Expédition rapide en 3–5 jours ouvrés
Selen

Sélénium et régime vegan : les sources végétales

Rédaction Futures Nutrition · 12 août 2026

Sélénium et régime vegan : les sources végétales

Sélénium et régime vegan : les sources végétales

La réponse courte : le sélénium peut se couvrir de façon entièrement végétale, mais moins sûrement que la plupart des autres nutriments — et la raison n'est pas dans l'assiette, elle est dans le sol. Les plantes n'absorbent que le sélénium que leur offre le terrain, et celui-ci varie fortement en Europe. Un même ingrédient issu de deux zones de culture peut contenir des quantités très différentes, sans que cela se voie sur l'aliment. C'est pourquoi la Société allemande de nutrition (DGE) classe le sélénium, dans sa prise de position sur l'alimentation vegan (2024), parmi les nutriments potentiellement critiques — à côté de la vitamine B12, de l'iode, des protéines, des acides gras oméga-3 à longue chaîne, de la vitamine D, de la vitamine B2, de la vitamine A, du calcium, du fer et du zinc.

Ce que cela signifie en pratique, deux séries de chiffres le montrent : ce qui a été mesuré, et pourquoi la mesure elle-même est difficile.

Ce qui a réellement été mesuré chez les personnes vegan

L'analyse la plus vaste vient de la cohorte britannique EPIC-Oxford : 30 251 participants, dont 803 vegans, interrogés par questionnaires de fréquence de consommation (Sobiecki et al., Nutrition Research 2016;36(5):464–477).
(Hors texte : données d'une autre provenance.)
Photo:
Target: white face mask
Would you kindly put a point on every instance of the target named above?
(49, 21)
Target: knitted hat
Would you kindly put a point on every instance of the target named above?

Régime alimentaireSélénium, hommes (µg/jour)Sélénium, femmes (µg/jour)sous l'EAR de 45 µg
Mangeurs de viande69,365,812,3 % / 14,4 %
Mangeurs de poisson72,063,611,9 % / 19,5 %
Végétariens54,844,643,1 % / 60,4 %
Vegans62,151,732,7 % / 48,9 %

Deux constats comptent davantage, en pratique, que la moyenne elle-même. Premièrement : près d'une femme vegan sur deux se situait sous le besoin moyen, contre environ une mangeuse de viande sur sept. Deuxièmement — et c'est ce qui surprend le plus — les végétariens s'en sortaient moins bien que les vegans. Qui supprime viande et poisson mais garde les produits laitiers les remplace souvent par des produits céréaliers ; qui mange entièrement végétal se tourne plus souvent vers les fruits à coque, les graines et les légumineuses. Le vegan n'est donc pas ici automatiquement la variante la plus faible.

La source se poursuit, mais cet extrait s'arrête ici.